At the end of last year, I read that you were planning to shut down one of the furnaces due to rising energy prices. I thought to myself - this will be a sad conversation. In the end it didn't happen. What happened?

One big customer said goodbye to us and there was a big gap in production programme, which was not easy to fill. The production price of the bottles increased by up to 100 % due to the increase in the price of electricity and gas. At that time, it seemed that we would shut down not only one furnace, but also the other. However, we managed to explain everything well to the customers. They needed the bottles and we needed to survive. If we turned the ovens off, we probably wouldn't turn them on again.

We laid our cards on the table. We showed what a fair price we can offer and asked them - if you can, pay us an extra CZK 2 per bottle.
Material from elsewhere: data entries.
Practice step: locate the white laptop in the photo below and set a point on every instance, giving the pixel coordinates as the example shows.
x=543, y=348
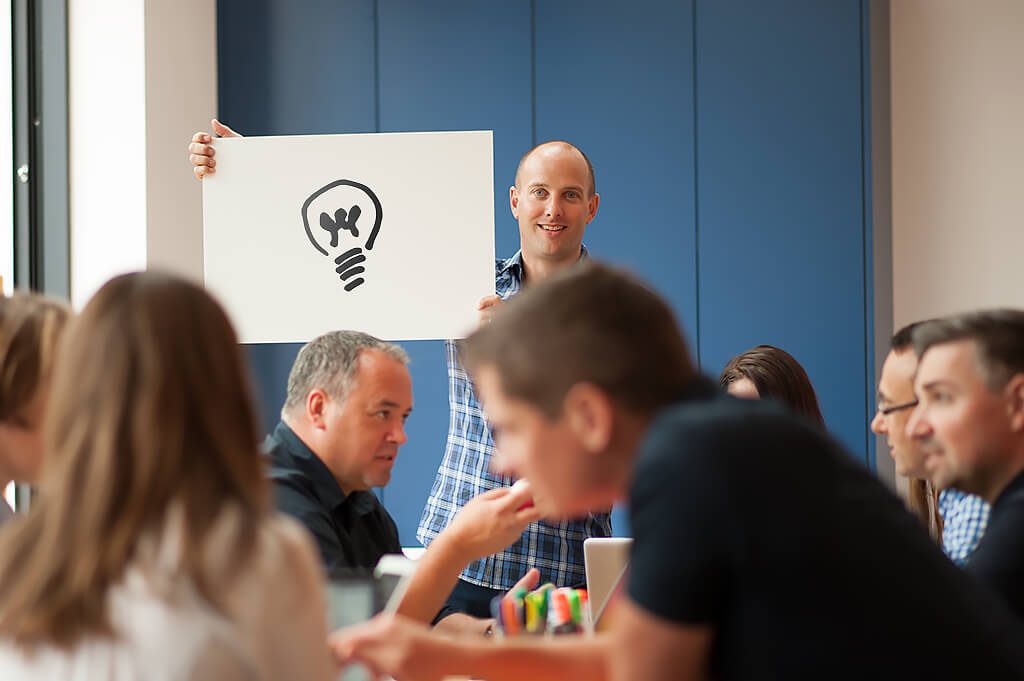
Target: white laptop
x=605, y=560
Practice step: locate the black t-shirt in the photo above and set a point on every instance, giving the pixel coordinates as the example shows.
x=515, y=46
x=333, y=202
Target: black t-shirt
x=756, y=523
x=351, y=530
x=998, y=560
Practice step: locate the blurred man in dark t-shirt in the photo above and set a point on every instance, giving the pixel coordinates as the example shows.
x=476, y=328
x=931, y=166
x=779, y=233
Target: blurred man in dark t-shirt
x=762, y=550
And there were a few who supported us through crowdfunding. A crisis can show who abandons ship quickly and who stays on board through the storm.
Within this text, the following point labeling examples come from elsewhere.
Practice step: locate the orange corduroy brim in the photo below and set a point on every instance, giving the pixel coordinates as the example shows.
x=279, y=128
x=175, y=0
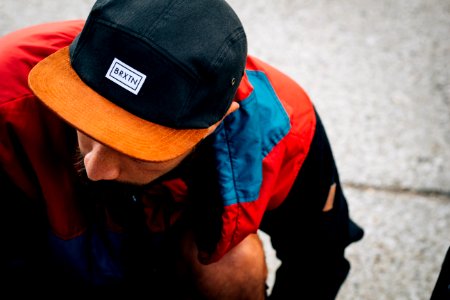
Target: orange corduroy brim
x=57, y=85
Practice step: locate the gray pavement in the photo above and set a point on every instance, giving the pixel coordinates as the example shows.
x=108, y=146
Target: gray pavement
x=378, y=72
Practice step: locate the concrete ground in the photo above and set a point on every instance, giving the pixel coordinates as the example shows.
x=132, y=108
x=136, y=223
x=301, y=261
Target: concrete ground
x=378, y=72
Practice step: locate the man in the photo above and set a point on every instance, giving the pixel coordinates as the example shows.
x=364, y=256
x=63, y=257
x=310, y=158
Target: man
x=142, y=150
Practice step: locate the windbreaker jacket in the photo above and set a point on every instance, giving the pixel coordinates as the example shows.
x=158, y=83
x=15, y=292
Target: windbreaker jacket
x=257, y=153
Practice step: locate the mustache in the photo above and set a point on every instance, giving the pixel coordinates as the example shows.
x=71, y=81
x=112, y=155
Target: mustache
x=112, y=185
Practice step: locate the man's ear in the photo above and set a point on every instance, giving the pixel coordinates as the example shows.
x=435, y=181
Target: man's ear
x=233, y=107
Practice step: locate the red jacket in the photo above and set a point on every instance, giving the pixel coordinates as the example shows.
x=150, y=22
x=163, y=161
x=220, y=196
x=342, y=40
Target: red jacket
x=258, y=150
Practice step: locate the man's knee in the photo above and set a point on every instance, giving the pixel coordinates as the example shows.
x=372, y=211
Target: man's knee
x=240, y=274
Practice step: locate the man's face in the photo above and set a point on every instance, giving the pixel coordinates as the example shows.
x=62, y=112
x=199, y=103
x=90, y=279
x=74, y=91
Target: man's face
x=104, y=163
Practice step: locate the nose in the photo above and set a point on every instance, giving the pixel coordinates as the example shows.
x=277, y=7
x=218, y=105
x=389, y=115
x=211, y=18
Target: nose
x=101, y=164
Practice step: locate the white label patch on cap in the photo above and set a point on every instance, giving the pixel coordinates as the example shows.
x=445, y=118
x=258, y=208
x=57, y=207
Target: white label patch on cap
x=126, y=76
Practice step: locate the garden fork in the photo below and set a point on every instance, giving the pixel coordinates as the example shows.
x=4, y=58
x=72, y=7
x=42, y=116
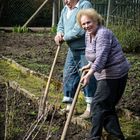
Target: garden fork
x=43, y=103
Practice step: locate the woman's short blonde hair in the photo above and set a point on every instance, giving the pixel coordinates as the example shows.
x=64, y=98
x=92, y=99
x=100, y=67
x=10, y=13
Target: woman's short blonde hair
x=91, y=13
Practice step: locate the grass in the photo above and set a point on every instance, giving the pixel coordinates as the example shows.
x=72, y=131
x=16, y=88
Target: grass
x=37, y=85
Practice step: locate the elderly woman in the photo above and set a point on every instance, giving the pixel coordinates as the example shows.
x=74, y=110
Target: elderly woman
x=110, y=67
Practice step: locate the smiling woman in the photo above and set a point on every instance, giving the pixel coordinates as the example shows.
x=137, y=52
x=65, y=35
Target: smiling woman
x=110, y=68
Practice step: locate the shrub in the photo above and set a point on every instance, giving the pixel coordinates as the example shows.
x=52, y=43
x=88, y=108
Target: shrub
x=128, y=37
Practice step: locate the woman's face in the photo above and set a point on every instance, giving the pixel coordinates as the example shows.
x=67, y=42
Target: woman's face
x=70, y=3
x=88, y=24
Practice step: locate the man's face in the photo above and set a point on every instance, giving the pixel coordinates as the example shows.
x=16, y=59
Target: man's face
x=70, y=3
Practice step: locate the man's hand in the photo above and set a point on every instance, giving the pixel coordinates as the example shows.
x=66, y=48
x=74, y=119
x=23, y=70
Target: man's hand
x=59, y=38
x=86, y=67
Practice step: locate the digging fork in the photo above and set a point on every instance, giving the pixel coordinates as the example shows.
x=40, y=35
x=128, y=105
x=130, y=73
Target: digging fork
x=72, y=107
x=42, y=106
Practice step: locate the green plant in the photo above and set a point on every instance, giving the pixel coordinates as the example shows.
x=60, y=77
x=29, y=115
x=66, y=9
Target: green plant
x=128, y=37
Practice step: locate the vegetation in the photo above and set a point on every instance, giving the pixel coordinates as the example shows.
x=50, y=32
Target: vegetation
x=128, y=37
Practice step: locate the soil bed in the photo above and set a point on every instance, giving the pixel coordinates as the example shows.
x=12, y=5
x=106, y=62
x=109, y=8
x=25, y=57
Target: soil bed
x=36, y=51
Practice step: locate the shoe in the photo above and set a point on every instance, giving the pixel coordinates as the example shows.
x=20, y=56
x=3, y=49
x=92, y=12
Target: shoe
x=85, y=115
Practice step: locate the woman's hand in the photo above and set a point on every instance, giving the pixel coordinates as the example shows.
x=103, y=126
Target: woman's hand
x=85, y=67
x=59, y=38
x=85, y=79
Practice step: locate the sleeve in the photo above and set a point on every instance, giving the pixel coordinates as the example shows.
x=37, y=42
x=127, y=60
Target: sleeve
x=60, y=26
x=103, y=48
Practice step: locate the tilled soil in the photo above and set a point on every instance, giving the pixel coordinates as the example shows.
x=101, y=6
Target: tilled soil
x=40, y=49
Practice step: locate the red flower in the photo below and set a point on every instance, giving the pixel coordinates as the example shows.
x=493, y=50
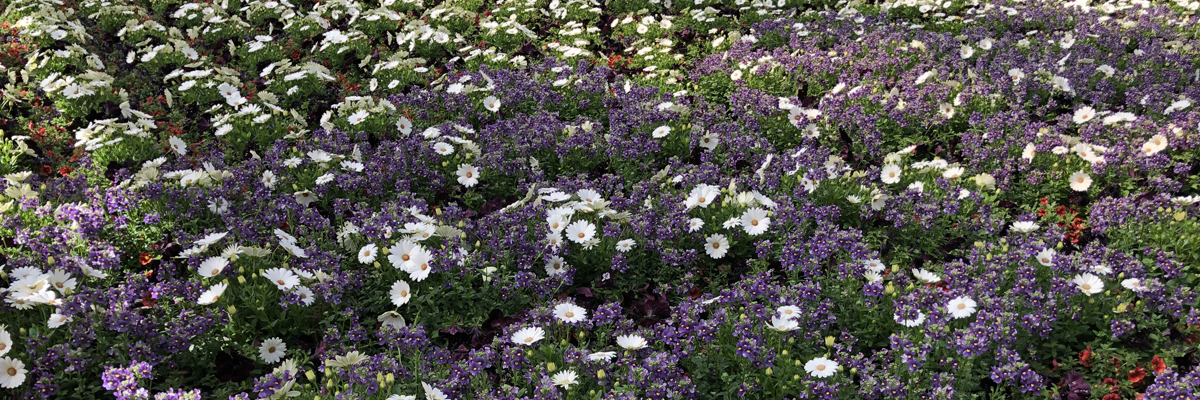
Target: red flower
x=1159, y=365
x=1137, y=375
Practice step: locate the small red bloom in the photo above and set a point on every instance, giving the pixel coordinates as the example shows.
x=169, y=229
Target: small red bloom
x=1137, y=375
x=1158, y=364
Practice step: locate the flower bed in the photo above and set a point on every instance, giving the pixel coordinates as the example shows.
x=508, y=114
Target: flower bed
x=583, y=200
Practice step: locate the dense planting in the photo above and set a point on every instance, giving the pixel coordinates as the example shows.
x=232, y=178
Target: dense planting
x=586, y=200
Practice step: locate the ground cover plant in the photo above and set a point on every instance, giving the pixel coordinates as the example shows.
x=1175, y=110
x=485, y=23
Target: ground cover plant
x=600, y=200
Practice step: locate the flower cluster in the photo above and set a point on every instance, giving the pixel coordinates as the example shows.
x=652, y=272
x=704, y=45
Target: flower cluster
x=565, y=200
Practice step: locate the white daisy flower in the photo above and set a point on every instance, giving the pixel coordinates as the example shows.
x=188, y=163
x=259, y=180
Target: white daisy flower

The energy crisis is hitting gas-dependent industries hard. Can the glass industry shift to another source over time?

There are experiments with hydrogen furnaces, but the practical use is not certain. Some glass factories are switching to electricity. In my opinion, gas still has a future in all smelters and other smelting devices. And that's also because its consumption will probably recede in areas for which it is technologically easier to adapt.

We now use a mix of natural gas and electric heating in a ratio of 70 to 30. If we wanted to switch to electricity, we would have to build new furnaces, which is an investment of about a billion crowns. In addition, we would need a different electrical voltage infrastructure than the existing one. Even the gas pipeline was once brought to Úsobrno because of the glassworks.

The history of glassworks dates back to 1847 | Autor: Archive of the Sklárny Moravia company

I understand, this is not a flexible industry. Can you take any steps for greener operation and production?

Yes, we are carbon friendly and reduce emissions. We invested in a filter unit for sulphur and nitrogen oxides for 60 million crowns. We reduce the noise and dustiness of our operation. And we also make bottles from 100 % recycled glass. But it needs to be seen in context. If we produce such a bottle, which then travels to the customer, who fills it with mineral water and sends it across half the planet, then in the end it is not an ecological product. Then it's just marketing.

For example, with beer bottles, it is a great pity that they have not remained standardized so that all breweries take them. That's how it is in Germany today. Each brewery now produces its own bottles, and their transportation is thus much more complicated and less ecological.

The last years have literally been a trial by fire for glass factories. How do you see the future?

In 4 years we should celebrate 200 years of existence, which is a unique anniversary. I hope that we will live to see it despite the crises that may still befall us. We will see how the world economy will develop and whether the state will also support us.

However, our production is unique, so it can find a place on the market. That is why we are always looking for new colleagues - IT architects, engineers, technologists, chemists. We know that it is a specific field, so there are not too many ready-made people on the market. But that doesn't matter, we are happy to share our know-how, all you need is the desire to learn new things.